Hello ,nvidia

Many thanks for the reply in last post, and indeed,I’m doing a research about optimizing TVL1 opticalflow(Cuda).

as we know, TVL1 algorithm use implicit expression to converge U V.It leads that former result is request when calculating current one.

the TVL1 algorithm loop might be like this:

```
for(4 pyramid)
{
/*main loop*/
for(4 warping)
{
Kernel<1>(calc auxiliary variable) (input : intensiy(d_I0x d_I0y d_I1x d_I1y)
for(n<50 when total error <TH BREAK!) flow(d_u,d_v) gradient(d_I1wx d_I1wy).. )
{
Kernel<2>(calc U) (input : rho(d_rho) gradient(d_grad2) flow(d_u,d_v) ... )
**Kernel<3>(calc total image error) (input : d_err, d_terr)
Kernel<4>(dual V by U) (input : divrgence(d_p11 d_p12 d_p21 d_p22), tau,gamma)
}
}
}
```

I tried to changed gpumat to array.and rewrite cuda::resize & cuda::multiply into one kernel.

there is 1ms accelerated by these effort(CV 6ms, MY 5ms [2 frame(224*224 CV32F)]).

And also I used float16 and int32 instead of float32 format precise,but no matter which global variable I changed (float16 format)

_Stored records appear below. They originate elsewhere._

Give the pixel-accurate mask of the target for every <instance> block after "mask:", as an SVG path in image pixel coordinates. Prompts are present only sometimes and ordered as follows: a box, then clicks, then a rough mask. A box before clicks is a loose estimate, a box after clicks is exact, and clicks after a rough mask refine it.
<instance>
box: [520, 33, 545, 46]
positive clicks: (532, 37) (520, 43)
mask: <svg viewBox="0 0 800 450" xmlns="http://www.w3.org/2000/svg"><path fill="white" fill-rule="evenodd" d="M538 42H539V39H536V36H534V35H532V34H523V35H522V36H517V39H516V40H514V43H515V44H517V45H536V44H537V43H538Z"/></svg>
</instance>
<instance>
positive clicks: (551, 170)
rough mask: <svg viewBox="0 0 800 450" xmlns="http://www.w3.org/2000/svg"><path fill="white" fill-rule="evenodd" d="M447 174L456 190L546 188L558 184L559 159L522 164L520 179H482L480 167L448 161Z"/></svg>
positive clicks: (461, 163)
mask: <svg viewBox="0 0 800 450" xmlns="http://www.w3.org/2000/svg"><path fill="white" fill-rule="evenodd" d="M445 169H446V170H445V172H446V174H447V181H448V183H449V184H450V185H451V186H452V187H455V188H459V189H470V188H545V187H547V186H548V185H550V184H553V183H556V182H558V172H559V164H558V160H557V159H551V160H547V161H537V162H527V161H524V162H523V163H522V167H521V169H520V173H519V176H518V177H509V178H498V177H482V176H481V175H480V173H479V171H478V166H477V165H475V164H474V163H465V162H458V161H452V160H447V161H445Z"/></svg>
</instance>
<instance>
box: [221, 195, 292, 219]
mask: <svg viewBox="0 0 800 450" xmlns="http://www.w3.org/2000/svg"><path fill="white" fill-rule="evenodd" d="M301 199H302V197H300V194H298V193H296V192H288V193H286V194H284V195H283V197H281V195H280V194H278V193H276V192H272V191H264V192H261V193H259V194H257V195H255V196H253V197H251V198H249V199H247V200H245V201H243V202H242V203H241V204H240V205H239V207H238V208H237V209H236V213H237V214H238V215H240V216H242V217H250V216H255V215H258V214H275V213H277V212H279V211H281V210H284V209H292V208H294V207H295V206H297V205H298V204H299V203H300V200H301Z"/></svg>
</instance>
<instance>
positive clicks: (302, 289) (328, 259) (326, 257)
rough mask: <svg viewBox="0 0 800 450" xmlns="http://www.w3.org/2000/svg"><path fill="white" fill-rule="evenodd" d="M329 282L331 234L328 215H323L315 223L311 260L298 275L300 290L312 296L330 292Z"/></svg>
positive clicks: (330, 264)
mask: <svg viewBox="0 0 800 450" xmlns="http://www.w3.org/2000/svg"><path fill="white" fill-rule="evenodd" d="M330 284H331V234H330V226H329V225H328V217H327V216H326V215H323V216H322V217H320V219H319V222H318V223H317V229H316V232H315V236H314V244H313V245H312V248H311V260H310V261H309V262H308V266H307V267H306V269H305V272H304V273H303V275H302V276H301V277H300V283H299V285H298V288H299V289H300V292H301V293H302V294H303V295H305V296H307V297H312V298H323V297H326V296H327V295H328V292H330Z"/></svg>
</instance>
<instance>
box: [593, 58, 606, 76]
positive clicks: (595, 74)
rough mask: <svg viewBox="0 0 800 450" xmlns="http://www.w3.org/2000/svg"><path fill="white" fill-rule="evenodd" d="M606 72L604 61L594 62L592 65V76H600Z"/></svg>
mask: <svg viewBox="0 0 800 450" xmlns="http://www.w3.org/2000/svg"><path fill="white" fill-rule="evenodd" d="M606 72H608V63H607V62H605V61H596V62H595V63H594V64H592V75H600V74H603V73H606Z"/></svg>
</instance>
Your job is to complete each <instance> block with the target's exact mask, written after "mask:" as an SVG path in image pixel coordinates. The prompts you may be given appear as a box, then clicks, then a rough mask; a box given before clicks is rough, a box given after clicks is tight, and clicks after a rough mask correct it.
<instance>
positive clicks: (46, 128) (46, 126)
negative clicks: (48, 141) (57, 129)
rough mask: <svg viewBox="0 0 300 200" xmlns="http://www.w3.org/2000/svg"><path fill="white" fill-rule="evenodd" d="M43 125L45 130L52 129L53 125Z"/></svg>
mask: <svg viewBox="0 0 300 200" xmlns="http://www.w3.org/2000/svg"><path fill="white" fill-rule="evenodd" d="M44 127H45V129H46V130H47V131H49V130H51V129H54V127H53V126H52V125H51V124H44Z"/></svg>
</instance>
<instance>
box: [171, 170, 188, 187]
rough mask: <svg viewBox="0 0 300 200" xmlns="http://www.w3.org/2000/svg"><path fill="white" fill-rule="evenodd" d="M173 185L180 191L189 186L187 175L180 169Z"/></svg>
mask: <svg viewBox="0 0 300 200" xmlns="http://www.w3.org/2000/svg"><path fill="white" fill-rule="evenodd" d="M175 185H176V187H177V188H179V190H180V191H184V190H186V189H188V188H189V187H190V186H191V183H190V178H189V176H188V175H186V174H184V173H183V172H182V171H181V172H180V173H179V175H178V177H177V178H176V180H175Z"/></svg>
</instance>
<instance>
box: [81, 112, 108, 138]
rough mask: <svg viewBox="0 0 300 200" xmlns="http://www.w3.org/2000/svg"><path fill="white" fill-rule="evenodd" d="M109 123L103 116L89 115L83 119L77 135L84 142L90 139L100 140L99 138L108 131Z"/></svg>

the final flow performed not good.After one pyramid loop, I cant get the correct answer but the float32 could

is there any other way to accelerate? (definately,I also optimized parameter such as Loop_num, pyramid_num warping_num tau gamma which are mentioned at https://stackoverflow.com/questions/19309567/speeding-up-optical-flow-createoptflow-dualtvl1 ), or did I use float16 incorrectly?

I’m considering that divide (224*224)image into (7*7)(32*32) partition to calculate d_U d_V individually so that I can use shared memory to save variable instead of global one.Since calculating opticalflow only need the surrounding data.

any help would be greatly appreciated.